No fish were killed as a result of the leaks, referred to as “inadvertent returns,” according to the Pennsylvania Department of Environmental Protection.
Sunoco Pipeline spokesman Jeff Shields says the company doesn’t “anticipate any harm to the environment” resulting from the releases.
“Inadvertent returns of bentonite mud are an occasional component of directional drilling operations,” wrote Shields in an email. “Due to subsurface conditions and other geologic conditions of the locations, drilling mud is sometimes able to migrate through naturally occurring fractures in the soils and return to the surface.”
A similar incident occurred recently in Ohio where two million gallons of bentonite clay inundated a wetland during the construction of the Rover Pipeline by Energy Transfer Partners. The company recently merged with Sunoco. The Ohio EPA fined the company $431,000 and the Federal Energy Regulatory Commission shut down construction on the project last week.
Eric Friedman, a spokesman for the Middletown Coalition for Community Safety, a group of residents opposed to the Mariner East 2 project, said Sunoco documented risks to water supplies in its permit filings with the Pennsylvania Department of Environmental Protection.
“As we’ve seen in this latest accident, those risks are not hypothetical,” said Friedman. “Given their history I think we’ll see more of these.”
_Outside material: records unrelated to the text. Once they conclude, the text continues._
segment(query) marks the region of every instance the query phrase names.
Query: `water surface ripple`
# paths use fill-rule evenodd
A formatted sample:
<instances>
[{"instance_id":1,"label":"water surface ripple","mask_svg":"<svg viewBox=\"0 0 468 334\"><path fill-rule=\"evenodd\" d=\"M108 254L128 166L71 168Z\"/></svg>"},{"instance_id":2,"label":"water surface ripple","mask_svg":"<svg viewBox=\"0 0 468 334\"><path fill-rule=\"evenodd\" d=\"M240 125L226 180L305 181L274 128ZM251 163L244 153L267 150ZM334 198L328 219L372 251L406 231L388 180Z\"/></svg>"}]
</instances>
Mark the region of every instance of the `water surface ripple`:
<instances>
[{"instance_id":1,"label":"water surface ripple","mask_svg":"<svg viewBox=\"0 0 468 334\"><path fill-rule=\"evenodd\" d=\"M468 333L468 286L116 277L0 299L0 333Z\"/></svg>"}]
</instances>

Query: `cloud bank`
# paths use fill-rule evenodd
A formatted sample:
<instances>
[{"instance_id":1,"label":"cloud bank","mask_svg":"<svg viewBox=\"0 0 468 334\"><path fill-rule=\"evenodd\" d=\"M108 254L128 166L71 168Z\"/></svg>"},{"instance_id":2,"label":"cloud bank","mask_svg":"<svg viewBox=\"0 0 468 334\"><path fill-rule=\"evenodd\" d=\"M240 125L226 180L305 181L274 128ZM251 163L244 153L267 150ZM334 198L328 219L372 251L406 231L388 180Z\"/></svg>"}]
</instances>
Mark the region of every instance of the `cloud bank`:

On May 3, 500 gallons of bentonite made its way through a storm drain into Chester Creek in Brookhaven, according to Sunoco. The next day, the company says 30 gallons of the mixture was released but workers prevented it from running into the creek.
An inspector from DEP visited the site on May 4, reporting the company had the spill under control and was in the process of cleaning it up. In an email sent to his supervisors, the DEP’s Christian Vlot wrote that “they lost 20,000 gallons of fluid over the past few days so who knows where that went.”
On May 10, 75 gallons of bentonite seeped up from the creek bed, which was contained with sand bags and then vacuumed, according to Shields.
Environmental geochemist Marie Kurz, who runs the geochemistry section at the Academy of Natural Sciences, says bentonite is a natural clay material often used in kitty litter and does not pose a chemical hazard to plants and animals. But Kurz says releases can impact water quality and a stream’s ecology. The clay can cause turbidity and cloudiness, which in large concentrations can cut off light to plants and smother macro invertebrates, snails or salamanders that live on the bottom of streams.
“Streams are resilient,” said Kurz. “A day or so of cloudy water and [aquatic life] can do fine. But weeks or months could eventually have an effect on the stream.”